2010年3月8日月曜日

生化学実験とムダの話

今日は、東京都健康長寿医療センター研究所、研究部長の遠藤玉夫先生の記事をご紹介します。

私も論文にならない沢山の実験をするタイプです。この文章を読んで、背中を押された感じがしました。


 さて生化学実験とムダの話である。私も若い頃徹夜実験を組み、朝結果を得てムダな実験だった、と何度思ったことであろうか。

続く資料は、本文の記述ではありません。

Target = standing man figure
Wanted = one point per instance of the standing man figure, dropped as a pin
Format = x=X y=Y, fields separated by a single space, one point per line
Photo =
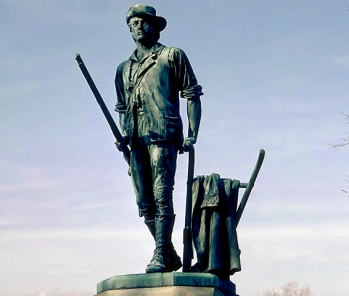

また、学生同士や助手の先生と話しをして、そんなのやってもムダだ、と言われながら、ムダと思いつつ行なった記憶も多々ある。しかしこれはムダと呼ぶべきものではなく、確かにこういうことはない、ということを実証したと考えるべきではないだろうか。これまで自分は、好奇心を持って好きなことに挑戦し続けてきた。その間には相当ムダな実験も行なって来た。これは単に自分の頭が悪いだけで、実験をやってみなければ分からなかっただけのことかも知れない。確かに論文に実際使用したデータに関する実験だけをやれば最短で結論に達することができたはずである。しかし、出発点から目的地まで地面を歩く時、足跡だけの地面があれば歩くことが可能だろうか。おそらく答えは「否」である。「こういうことではない」という結果を自らの手で得ることこそ研究者にとって大変大事なことである。傍らから見ると一見ムダに見えるかもしれないが、若い皆さんには勇気をもってムダな実験を行なってほしい(指導教官にとっては金銭的に大変辛いだろうが)。

生化学 第82巻 第1号 p. 1 2010


『出発点から目的地まで地面を歩く時、足跡だけの地面があれば歩くことが可能だろうか。おそらく答えは「否」である。』

がとても共感できる一文でした。

河原の水面に見えている石の上を歩いて渡るような状況です。

私にとって、ムダだった実験は、うまくいかないことを証明すると同時に、集中力や技術の鍛錬になったことは間違いありません。

その一方で、声高に「ムダな実験はするな」とおっしゃる方がいるのも事実ですが…。